Clinical practice guidelines for the utilization of positron emission tomography/computed tomography imaging in selected oncologic applications: suggestions from a provider group

Ken Manning et al. Mol Imaging Biol. 2007 Nov-Dec.

Abstract

Purpose: Positron emission tomography, combined with computed tomography (PET/CT) has provided clinicians with useful information regarding the diagnosis, initial staging, restaging, and therapy monitoring of malignancies since the beginning of the current century. Our intent here is to identify the critical steps in clinical workups and follow-up, in the true outpatient clinical setting of a freestanding imaging center, for utilization of PET/CT in four different cancer types.

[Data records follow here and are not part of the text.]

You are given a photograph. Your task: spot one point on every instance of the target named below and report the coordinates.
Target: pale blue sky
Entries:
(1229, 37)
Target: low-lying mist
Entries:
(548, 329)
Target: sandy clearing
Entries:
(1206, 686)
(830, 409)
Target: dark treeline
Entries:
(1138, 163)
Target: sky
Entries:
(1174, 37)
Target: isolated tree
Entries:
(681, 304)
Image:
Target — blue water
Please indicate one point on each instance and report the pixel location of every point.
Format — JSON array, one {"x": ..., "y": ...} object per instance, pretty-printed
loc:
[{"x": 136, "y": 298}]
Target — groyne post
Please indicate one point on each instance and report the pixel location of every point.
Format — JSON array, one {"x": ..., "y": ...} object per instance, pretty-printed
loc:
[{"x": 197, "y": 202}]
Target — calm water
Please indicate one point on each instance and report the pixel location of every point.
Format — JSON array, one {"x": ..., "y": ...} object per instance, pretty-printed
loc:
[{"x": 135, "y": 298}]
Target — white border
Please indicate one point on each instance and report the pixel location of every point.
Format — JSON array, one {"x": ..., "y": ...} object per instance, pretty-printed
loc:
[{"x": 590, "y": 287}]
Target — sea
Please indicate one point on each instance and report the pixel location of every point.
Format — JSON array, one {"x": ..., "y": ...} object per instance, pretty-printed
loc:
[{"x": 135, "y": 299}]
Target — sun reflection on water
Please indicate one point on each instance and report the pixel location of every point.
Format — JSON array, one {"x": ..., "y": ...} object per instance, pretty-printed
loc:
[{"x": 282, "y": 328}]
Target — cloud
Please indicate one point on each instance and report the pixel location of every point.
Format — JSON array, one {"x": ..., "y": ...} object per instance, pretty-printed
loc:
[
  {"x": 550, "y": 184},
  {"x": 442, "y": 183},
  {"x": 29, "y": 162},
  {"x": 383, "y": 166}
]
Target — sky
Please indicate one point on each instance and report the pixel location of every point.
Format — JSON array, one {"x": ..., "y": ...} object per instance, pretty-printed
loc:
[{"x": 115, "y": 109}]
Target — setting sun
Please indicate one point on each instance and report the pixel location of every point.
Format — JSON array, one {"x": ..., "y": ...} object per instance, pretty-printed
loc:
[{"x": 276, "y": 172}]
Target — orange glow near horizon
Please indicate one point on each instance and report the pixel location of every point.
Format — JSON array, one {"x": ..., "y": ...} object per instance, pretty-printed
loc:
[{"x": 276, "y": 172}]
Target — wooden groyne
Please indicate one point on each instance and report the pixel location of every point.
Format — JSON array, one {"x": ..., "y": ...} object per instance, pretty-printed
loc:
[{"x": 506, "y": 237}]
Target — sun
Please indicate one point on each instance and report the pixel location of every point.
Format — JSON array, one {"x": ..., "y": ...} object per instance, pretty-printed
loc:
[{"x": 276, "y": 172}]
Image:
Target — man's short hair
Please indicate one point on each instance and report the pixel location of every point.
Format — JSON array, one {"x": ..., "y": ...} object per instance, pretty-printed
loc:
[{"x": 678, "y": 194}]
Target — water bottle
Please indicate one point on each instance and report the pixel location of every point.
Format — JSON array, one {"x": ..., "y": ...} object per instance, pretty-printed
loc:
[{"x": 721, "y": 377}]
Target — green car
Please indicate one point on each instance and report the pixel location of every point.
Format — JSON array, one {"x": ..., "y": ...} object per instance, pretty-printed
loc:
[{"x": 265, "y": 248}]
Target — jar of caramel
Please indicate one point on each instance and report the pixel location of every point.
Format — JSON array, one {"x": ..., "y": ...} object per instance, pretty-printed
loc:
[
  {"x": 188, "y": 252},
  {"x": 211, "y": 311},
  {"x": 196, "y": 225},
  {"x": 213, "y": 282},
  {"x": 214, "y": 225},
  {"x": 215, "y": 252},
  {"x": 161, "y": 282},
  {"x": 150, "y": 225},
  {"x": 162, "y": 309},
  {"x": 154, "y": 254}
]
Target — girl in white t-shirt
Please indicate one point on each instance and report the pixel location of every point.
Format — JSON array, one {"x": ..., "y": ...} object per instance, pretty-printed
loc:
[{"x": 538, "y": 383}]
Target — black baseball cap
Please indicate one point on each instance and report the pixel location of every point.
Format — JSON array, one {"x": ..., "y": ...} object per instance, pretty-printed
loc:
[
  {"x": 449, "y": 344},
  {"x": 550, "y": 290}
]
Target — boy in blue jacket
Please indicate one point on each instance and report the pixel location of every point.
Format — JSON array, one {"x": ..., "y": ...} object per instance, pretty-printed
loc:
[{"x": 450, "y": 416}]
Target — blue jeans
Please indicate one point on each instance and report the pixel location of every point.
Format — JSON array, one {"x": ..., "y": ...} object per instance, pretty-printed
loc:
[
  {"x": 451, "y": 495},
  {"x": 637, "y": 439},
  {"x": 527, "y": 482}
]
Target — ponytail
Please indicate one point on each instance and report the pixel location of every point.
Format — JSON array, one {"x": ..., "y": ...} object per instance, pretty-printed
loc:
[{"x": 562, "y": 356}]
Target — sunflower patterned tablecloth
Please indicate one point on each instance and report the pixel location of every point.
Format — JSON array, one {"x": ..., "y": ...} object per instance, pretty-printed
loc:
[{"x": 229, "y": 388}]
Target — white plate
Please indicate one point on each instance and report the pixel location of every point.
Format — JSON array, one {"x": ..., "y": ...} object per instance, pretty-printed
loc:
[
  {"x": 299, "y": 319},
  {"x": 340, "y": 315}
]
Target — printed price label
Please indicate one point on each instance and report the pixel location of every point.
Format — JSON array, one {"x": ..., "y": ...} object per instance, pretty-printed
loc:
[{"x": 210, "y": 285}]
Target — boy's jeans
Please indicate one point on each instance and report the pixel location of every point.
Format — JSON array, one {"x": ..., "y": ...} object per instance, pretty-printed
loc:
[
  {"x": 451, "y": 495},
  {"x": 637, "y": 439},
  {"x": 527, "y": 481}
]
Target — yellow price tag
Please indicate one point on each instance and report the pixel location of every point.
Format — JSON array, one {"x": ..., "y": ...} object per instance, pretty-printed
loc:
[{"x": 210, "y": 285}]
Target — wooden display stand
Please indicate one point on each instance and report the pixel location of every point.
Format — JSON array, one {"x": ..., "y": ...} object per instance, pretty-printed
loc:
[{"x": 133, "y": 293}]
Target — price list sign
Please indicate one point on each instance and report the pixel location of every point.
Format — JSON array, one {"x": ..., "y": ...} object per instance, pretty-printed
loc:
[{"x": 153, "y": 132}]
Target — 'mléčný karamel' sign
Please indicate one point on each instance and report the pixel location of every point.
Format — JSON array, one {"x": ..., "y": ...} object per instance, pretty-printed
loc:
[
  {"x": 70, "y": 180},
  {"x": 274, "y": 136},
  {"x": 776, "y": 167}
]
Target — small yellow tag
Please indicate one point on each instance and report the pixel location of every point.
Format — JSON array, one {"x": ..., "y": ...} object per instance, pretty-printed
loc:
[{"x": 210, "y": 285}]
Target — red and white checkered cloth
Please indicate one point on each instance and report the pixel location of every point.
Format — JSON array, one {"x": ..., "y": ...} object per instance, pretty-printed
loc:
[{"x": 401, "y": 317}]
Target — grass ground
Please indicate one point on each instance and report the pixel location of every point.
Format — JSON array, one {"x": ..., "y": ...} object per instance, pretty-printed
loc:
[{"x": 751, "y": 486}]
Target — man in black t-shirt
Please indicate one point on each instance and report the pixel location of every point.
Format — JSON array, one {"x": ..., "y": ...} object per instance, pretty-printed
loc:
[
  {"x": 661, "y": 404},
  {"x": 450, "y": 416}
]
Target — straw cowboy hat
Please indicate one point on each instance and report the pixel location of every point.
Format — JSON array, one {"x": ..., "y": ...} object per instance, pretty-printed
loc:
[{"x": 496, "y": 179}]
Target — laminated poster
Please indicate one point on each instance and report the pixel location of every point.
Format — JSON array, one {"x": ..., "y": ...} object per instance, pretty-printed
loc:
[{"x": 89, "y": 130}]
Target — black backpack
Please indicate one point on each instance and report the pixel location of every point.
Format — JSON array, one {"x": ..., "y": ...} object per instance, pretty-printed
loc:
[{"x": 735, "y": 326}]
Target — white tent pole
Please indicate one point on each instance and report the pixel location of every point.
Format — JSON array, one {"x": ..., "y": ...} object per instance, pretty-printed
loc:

Methods: The four most common reasons for referrals to our facility were identified by reviewing two years of referral data. They were lung cancer (including solitary pulmonary nodule), lymphomas, breast cancer, and colorectal cancer. A review of published literature from 1996 and later was accepted as evidence of appropriateness for utilizing PET/CT in various clinical scenarios. In addition, a medical advisory board consisting of 15 referring physicians representing various specialties was established to provide practical advice regarding the appropriate use of PET/CT in clinical situations. National Comprehensive Cancer Network (NCCN) guidelines were also referenced to establish a baseline for clinical workups at various stages of disease.

Results: Several inconsistencies were identified among the three primary sources of information leading to the establishment of a standardized algorithm for each cancer type. NCCN data did not always agree with published literature, which was also often different from actual clinical practices of referring physicians. The most common inconsistencies included differing opinions from the referrers vs what was published in the NCCN guidelines, especially with regard to the utilization of PET/CT for applications not yet covered by insurance companies. After a reconciliation of the medical advisory board's clinical practices and several published articles, a consensus was established by the medical advisory board for the use of PET/CT imaging for the four cancer types, enabling us to identify the appropriate timing of PET/CT utilization in patient work-ups.

Conclusions: A PET/CT-centric clinical practice decision tree algorithm can be established by assessing a variety of sources of information. Although published literature and NCCN guidelines offer validated guidance to appropriateness, and third party insurance payors have established their own appropriateness standards, our experience showed that inclusion of practical experience from referring physicians who frequently utilize PET/CT imaging provided additional, useful input.